Le personnage principal, un jeune homme (le réalisateur lui-même ?) cherche à s’extraire de ce monde étouffant et aliénant tout en refusant d’abdiquer. Déprimé, cerné, il reste à l’affût du moindre signal, appel qui lui allouerait une échappée vers la liberté et lui rétrocéderait la volonté de vivre. Au cours d’une nuit, il fait la rencontre fortuite d’un autre homme qui l’invite à danser avec lui et à partager quelques instants magiques au cours desquels les barrières tombent tout comme le masque blanc dont le port leur est imposé, révélant les traits du visage, les couleurs des apparats et du ciel, la légèreté et la volubilité des mouvements du corps.
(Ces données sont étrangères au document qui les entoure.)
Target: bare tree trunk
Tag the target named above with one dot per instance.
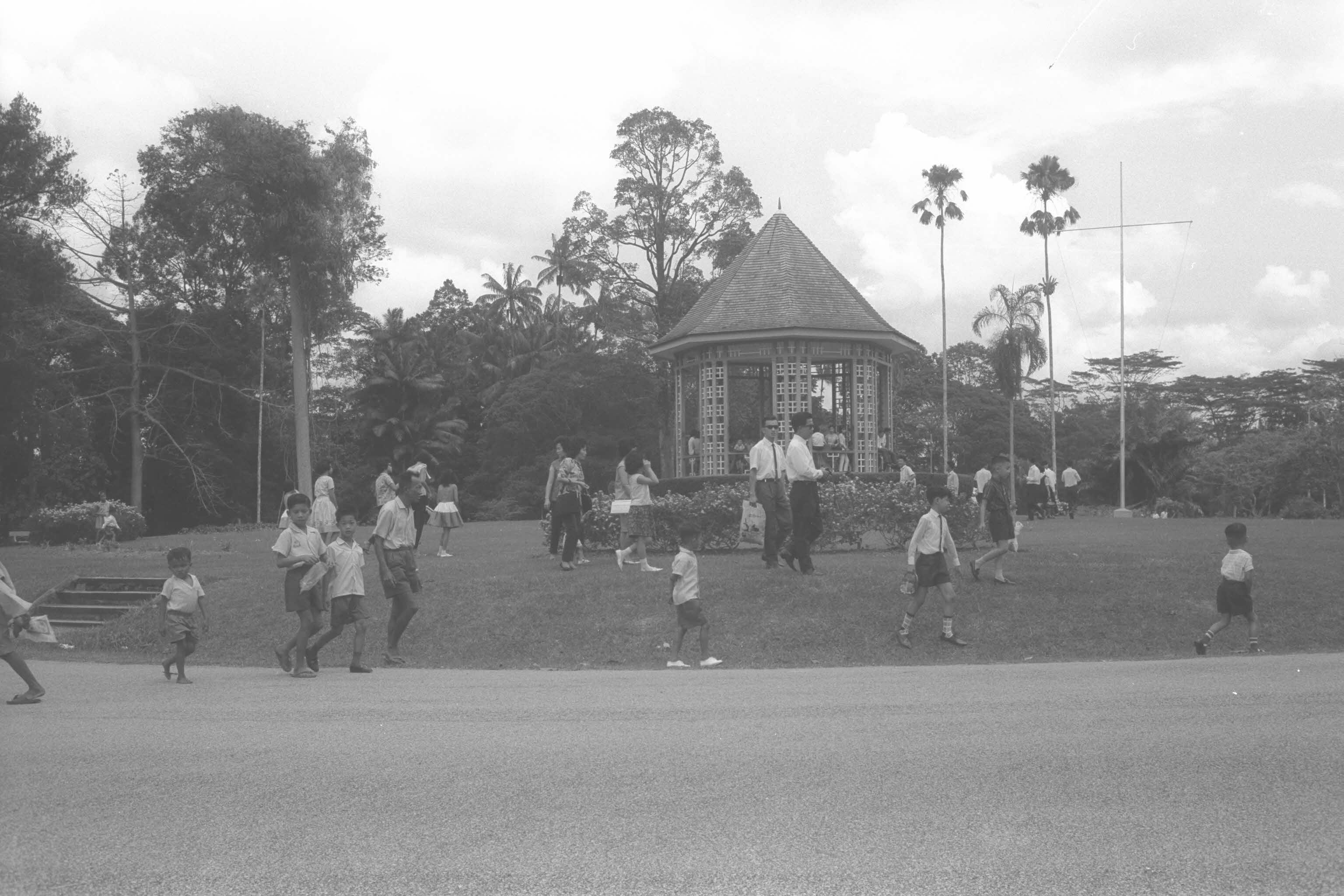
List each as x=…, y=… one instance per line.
x=299, y=360
x=137, y=448
x=261, y=405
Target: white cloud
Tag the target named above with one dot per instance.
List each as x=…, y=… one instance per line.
x=1309, y=195
x=1285, y=284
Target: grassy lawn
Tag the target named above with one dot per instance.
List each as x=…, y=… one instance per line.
x=1089, y=589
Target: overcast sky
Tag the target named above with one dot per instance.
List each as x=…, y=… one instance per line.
x=487, y=119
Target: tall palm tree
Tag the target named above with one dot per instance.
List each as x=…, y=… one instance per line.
x=514, y=301
x=940, y=182
x=1015, y=316
x=1046, y=180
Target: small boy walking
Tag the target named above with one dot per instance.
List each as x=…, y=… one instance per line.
x=298, y=550
x=179, y=599
x=927, y=560
x=347, y=585
x=1234, y=590
x=686, y=598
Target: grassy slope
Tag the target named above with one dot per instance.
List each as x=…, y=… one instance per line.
x=1089, y=589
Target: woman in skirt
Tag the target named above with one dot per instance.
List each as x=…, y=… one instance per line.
x=324, y=507
x=445, y=514
x=640, y=523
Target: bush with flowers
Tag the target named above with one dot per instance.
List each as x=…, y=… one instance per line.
x=850, y=510
x=73, y=523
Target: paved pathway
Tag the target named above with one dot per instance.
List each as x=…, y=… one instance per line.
x=1219, y=776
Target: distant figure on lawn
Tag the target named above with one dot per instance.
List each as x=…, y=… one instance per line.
x=1234, y=590
x=13, y=621
x=347, y=586
x=996, y=514
x=179, y=601
x=394, y=546
x=298, y=550
x=927, y=562
x=324, y=503
x=686, y=598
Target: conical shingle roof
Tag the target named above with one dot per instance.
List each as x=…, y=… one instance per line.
x=781, y=287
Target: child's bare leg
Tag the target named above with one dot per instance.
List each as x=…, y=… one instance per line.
x=26, y=673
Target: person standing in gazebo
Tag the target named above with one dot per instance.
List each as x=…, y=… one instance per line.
x=803, y=494
x=768, y=485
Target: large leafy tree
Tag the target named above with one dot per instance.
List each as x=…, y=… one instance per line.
x=1047, y=183
x=1012, y=324
x=938, y=209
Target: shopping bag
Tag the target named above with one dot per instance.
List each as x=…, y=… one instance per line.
x=39, y=629
x=315, y=574
x=753, y=525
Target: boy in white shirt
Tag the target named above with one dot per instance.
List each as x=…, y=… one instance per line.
x=927, y=562
x=346, y=585
x=686, y=598
x=298, y=550
x=179, y=599
x=1234, y=590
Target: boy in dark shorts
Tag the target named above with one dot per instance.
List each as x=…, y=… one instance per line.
x=1234, y=590
x=347, y=586
x=394, y=546
x=298, y=550
x=996, y=514
x=927, y=562
x=179, y=599
x=686, y=598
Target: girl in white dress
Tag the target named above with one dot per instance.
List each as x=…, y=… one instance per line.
x=445, y=514
x=324, y=508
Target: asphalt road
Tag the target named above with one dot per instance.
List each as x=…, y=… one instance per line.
x=1218, y=776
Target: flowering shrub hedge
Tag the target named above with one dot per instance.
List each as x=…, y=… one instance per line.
x=74, y=523
x=850, y=510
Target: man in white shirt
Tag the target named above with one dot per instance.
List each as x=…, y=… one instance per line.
x=803, y=475
x=1070, y=480
x=769, y=487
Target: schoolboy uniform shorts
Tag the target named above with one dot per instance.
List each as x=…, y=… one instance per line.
x=349, y=608
x=182, y=625
x=1234, y=598
x=299, y=601
x=932, y=570
x=690, y=614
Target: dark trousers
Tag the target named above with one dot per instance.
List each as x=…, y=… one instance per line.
x=807, y=522
x=779, y=518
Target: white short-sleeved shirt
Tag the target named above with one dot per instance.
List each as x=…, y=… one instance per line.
x=396, y=526
x=183, y=595
x=1237, y=564
x=689, y=586
x=300, y=543
x=349, y=562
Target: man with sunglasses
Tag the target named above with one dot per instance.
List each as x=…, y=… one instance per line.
x=768, y=485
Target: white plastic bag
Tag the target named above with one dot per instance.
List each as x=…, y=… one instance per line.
x=752, y=530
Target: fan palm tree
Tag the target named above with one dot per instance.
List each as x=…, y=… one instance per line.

Lors de la seconde rencontre, les amis de l’inconnu exécutent des chorégraphies au clair de lune, le comblant d’un bonheur inattendu et suscitant chez lui l’envie d’appartenir à cette faction qui n’a pas froid aux yeux et qui questionne l’ordre établi par le biais de l’art tout en s’exposant aux dangers de la répression. Si ces âmes courageuses tentent de se faire entendre malgré la répression annihilante, elles ne sont que les balbutiements d’un renversement de pouvoir au profit du peuple. Chad Aoun traite ici du statu quo réprobateur et destructeur imposé par les gouvernements arabes cloisonnant la liberté d’expression dans une société dysfonctionnelle qui n’attend que son sauvetage par le peuple — comme lors du Printemps arabe —,  détenteur du pouvoir d’action et décisionnaire d’un futur différent. (Claire-Amélie Martinant)
 



:: The Phone Card (Brenda Lopez, 2016)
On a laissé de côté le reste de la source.